Saat aku melangkahkan kaki ke luar rumahku, udara terasa
agak panas. Tumben, menjelang akhir Januari ini matahari pagi terik memancarkan
panasnya. Padahal masih sekitar pukul tujuh pagi. Biasanya, aku berangkat
berteman rinai hujan. Malah, nggak nanggung. Di pertengahan Januari 2013 ini
aku sering berangkat pagi beratapkan payung karena hujan deras. So, pagi ini
sangat berbeda.
Januari cerah, semoga bisa mencerahkan mereka yang kini
menjadi korban banjir. Katanya, banjir ini banjir terbesar sepanjang tahun
setelah banjir tahun 2002. Jakarta terendam. Bahkan, katanya Bundaran HI dan
juga Istana Presiden kena imbasnya. (Aduh, jadi nglantur).
Di tengah perjalanan pagi ini, di depan mataku kulihat
anak bersepeda pelan keluar dari gang sempit.

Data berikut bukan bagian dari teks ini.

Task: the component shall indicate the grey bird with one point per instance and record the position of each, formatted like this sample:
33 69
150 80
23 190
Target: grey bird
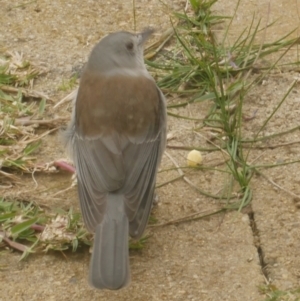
117 137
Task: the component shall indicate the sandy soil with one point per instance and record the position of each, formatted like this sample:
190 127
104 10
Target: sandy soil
210 259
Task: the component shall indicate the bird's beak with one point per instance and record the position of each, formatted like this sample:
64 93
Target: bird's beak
145 35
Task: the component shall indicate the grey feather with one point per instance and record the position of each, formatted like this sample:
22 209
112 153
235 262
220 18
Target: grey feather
117 137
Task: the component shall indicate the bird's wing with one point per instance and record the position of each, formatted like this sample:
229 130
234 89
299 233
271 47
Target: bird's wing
118 141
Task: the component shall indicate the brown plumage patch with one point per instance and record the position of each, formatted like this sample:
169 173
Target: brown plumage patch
121 103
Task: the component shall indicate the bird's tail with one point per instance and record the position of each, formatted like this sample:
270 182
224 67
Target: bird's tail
109 267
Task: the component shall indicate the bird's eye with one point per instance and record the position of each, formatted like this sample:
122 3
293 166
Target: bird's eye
129 46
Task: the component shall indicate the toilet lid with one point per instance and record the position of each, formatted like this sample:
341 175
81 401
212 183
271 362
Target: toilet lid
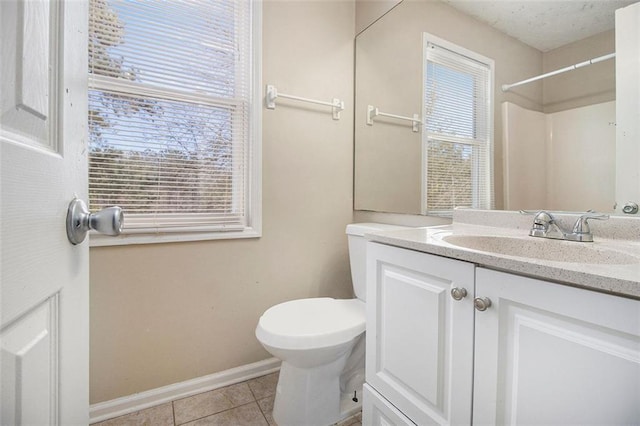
312 323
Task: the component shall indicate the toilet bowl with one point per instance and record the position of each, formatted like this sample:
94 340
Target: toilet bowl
321 344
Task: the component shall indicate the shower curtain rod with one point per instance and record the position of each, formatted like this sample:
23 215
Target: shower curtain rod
506 87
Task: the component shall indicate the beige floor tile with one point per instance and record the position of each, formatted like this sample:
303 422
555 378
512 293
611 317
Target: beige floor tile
264 386
155 416
245 415
212 402
266 406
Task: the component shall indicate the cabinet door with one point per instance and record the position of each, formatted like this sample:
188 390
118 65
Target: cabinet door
552 354
419 339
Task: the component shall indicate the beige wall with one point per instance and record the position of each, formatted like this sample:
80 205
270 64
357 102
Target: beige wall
584 86
166 313
389 75
368 11
560 161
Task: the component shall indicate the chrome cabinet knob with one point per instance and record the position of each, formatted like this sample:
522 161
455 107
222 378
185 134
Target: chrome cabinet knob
482 303
458 293
107 221
630 208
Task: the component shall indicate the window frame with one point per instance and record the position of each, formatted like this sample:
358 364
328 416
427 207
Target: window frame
445 44
253 190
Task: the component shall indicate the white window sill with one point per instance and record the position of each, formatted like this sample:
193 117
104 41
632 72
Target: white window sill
98 240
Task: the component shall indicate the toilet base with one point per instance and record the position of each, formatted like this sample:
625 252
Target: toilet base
310 396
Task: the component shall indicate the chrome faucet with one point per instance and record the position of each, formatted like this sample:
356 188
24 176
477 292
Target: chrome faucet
546 226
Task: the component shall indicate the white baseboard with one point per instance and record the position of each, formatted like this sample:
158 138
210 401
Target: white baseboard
139 401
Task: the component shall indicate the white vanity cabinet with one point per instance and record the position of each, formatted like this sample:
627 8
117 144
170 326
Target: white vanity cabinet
419 338
552 354
541 352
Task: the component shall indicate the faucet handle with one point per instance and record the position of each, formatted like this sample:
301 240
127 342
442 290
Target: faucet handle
581 229
543 218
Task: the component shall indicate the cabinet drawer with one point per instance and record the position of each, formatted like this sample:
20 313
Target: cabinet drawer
377 411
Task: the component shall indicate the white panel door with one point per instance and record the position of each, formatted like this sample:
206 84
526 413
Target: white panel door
419 339
551 354
44 278
377 411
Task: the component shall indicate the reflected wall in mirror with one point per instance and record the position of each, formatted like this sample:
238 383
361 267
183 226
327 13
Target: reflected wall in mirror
554 139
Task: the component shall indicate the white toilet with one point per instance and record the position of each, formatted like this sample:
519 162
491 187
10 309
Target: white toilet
321 344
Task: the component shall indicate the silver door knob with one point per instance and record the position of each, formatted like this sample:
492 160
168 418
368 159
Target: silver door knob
458 293
482 303
107 221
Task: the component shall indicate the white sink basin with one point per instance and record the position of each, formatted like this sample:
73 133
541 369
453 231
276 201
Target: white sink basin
542 249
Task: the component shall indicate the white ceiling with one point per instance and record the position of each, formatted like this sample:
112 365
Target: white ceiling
545 24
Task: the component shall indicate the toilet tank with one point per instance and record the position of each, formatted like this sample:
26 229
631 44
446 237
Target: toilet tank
358 254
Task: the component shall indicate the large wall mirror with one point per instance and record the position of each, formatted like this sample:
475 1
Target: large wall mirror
554 140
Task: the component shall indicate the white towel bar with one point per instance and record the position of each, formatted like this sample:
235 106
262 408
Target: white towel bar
374 112
272 93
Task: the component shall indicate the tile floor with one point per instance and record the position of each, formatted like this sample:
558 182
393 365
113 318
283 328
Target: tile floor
244 404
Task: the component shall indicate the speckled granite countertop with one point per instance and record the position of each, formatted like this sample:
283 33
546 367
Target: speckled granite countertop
618 237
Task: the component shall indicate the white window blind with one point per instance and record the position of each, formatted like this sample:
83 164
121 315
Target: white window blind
170 86
458 129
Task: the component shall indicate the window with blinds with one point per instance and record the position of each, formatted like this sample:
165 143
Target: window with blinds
458 136
171 115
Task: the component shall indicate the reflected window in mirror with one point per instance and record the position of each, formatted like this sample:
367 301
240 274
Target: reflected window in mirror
458 137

Gang itu hanya cukup untuk lewat
sebuah sepeda motor. Dan di depan gang itu melintas sebuah mobil berwarna silver. Sudah bisa menduganya, bukan? Mobil
menabrak sepeda yang dikendarai anak kelas tiga. Sepeda itu terpental bersama
si anak.
Penghuni rumah kumuh di daerah tersebut berhamburan
mendekati tempat kejadian. Beberapa warga ada yang menyaksikan secara langsung
kejadian itu dari awal. Tentu, mereka bisa menilai siapa yang berhak disalahkan
jika masalah ini berkelanjutan.
Namun, bukan itu masalahnya buatku. Melihat kejadian itu
aku langsung mengamati tindak tanduk pengendaranya. Pengemudi keluar dari dalam
mobil. Masya Allah, saat ia keluar dari mobil, hal yang pertama menjadi
perhatiannya adalah mobil bagian depan. Hatiku mengguman, “Di mana empati tuh
pengendara? Mengapa mobilnya yang didahulukan untuk dilihat?”

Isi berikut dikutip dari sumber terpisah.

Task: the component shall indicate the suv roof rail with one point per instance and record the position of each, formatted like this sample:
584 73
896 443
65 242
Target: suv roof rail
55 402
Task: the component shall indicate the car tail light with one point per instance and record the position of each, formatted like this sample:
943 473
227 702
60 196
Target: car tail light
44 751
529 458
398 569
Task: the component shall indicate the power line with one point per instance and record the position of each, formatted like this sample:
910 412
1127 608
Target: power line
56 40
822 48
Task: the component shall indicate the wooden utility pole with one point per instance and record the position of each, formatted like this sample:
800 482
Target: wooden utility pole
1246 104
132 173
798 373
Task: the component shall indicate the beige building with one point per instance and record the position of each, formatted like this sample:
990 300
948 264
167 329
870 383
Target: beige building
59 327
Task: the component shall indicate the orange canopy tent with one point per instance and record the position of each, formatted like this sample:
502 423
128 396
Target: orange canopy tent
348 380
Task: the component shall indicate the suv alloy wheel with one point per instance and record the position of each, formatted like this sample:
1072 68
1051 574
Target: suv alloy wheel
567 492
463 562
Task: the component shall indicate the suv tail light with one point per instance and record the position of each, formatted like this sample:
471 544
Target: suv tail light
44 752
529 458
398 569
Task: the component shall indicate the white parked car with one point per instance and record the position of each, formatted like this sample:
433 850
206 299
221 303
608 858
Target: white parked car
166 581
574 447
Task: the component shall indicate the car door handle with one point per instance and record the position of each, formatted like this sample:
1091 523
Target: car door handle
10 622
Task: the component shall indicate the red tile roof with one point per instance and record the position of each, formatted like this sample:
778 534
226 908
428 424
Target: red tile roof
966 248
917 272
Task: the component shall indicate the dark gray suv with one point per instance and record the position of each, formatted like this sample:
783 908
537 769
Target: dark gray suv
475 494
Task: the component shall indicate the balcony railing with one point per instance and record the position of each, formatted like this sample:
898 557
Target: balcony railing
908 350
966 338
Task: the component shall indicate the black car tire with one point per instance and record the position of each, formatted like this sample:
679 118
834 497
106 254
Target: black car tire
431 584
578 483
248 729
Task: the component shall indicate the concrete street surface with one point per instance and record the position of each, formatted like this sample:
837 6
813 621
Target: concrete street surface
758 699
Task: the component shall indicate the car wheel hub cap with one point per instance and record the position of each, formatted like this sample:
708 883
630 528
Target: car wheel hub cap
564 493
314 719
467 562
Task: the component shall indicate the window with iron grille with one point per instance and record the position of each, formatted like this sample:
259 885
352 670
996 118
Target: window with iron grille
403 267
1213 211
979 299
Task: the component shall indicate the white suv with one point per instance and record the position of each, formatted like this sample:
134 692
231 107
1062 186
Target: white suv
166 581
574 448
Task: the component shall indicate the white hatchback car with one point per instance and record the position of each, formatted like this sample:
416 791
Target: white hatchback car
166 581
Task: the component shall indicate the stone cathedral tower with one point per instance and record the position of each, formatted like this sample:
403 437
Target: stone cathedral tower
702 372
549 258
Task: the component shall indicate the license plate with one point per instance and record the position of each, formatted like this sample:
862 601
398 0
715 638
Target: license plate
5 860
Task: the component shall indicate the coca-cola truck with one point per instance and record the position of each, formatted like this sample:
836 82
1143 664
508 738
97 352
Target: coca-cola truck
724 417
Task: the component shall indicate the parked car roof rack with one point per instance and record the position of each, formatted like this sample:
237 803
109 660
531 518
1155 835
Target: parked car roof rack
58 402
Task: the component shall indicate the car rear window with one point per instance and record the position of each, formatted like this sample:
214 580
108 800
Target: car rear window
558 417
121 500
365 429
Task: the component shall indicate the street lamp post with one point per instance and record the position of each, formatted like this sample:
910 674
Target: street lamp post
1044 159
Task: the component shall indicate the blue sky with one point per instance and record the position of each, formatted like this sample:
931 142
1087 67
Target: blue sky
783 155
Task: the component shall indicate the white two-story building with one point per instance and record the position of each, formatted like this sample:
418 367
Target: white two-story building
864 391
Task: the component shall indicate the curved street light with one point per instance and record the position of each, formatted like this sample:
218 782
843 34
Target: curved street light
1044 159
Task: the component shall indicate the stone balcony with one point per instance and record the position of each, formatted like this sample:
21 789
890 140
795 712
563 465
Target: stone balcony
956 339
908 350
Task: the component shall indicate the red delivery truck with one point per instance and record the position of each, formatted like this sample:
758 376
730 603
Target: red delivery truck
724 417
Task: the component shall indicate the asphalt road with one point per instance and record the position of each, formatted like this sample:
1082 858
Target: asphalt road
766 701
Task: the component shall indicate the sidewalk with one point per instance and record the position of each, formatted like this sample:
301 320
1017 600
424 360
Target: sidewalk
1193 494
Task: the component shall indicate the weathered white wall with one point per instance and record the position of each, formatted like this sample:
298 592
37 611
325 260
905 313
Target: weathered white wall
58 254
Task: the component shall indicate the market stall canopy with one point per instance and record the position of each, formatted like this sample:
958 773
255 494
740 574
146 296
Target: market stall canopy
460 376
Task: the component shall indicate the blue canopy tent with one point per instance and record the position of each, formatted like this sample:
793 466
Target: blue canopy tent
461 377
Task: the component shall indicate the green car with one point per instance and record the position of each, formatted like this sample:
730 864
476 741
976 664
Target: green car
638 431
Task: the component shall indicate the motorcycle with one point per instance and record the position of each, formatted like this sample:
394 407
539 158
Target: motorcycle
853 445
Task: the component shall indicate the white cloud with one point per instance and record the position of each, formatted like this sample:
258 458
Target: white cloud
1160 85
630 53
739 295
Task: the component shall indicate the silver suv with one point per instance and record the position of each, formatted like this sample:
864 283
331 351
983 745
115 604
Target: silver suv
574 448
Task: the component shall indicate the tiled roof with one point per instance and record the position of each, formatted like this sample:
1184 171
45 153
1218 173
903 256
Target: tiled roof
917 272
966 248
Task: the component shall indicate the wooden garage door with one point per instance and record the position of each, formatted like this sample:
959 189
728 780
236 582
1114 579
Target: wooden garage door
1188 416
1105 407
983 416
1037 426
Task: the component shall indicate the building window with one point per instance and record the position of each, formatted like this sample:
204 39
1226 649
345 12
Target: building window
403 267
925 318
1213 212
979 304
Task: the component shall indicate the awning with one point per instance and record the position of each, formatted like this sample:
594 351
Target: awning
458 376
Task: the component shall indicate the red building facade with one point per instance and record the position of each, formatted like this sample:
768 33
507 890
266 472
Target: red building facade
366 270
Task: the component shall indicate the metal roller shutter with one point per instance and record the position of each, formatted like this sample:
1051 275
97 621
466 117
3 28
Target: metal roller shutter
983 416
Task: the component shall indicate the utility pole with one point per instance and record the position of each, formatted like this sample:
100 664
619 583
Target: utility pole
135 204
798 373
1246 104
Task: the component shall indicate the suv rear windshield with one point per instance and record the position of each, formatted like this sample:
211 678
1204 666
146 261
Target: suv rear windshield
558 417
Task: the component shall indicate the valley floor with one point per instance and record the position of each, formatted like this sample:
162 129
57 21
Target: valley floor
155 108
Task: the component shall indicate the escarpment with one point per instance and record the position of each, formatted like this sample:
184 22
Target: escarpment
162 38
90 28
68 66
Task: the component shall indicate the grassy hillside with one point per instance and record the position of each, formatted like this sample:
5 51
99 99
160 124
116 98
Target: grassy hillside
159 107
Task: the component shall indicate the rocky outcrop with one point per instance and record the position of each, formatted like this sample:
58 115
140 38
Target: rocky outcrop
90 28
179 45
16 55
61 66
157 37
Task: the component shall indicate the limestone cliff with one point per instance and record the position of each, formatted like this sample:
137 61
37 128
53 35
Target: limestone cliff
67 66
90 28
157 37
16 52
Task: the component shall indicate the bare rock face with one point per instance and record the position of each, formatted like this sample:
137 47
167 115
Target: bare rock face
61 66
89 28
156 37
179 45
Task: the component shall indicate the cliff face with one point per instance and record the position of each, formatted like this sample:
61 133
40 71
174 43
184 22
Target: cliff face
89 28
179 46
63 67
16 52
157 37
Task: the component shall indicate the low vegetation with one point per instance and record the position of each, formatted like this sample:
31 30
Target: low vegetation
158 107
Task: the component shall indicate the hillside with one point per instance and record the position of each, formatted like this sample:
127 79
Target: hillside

Setelah ia berteriak kepada temannya di dalam mobil,
bahwa mobilnya baik-baik saja, baru ia mengamati pengendara sepeda beserta
sepedanya. Sekilas, kulihat mimik wajah pengendara terkaget-kaget. Ntah takut
terhadap penduduk yang mulai ramai, atau memang ia kaget beneran melihat sepeda
di hadapannya.
Ia menggumam sambil mengamati sepeda di tangannya,
“Sepedanya penyok. Bingkeng, lagi.”
Batinku pun ikut menggumam lagi, setelah kejadian ini
kemungkinan masyarakat akan membuat polisi tidur. Dan, sebagai pengendara motor
dengan intensitas tinggi, aku mengeluh dalam hati. Duh, kalau banyak polisi
tidur, aku jadi tidak betah dengan jalanan di sekitarku. Bagi pengendara sepeda
motor, mungkin akan mengerti alasannya...
Tidak ada komentar:
Posting Komentar
Silakan tinggalkan jejak.
Akan saya respon secepatnya.
Terima kasih sudah berkunjung.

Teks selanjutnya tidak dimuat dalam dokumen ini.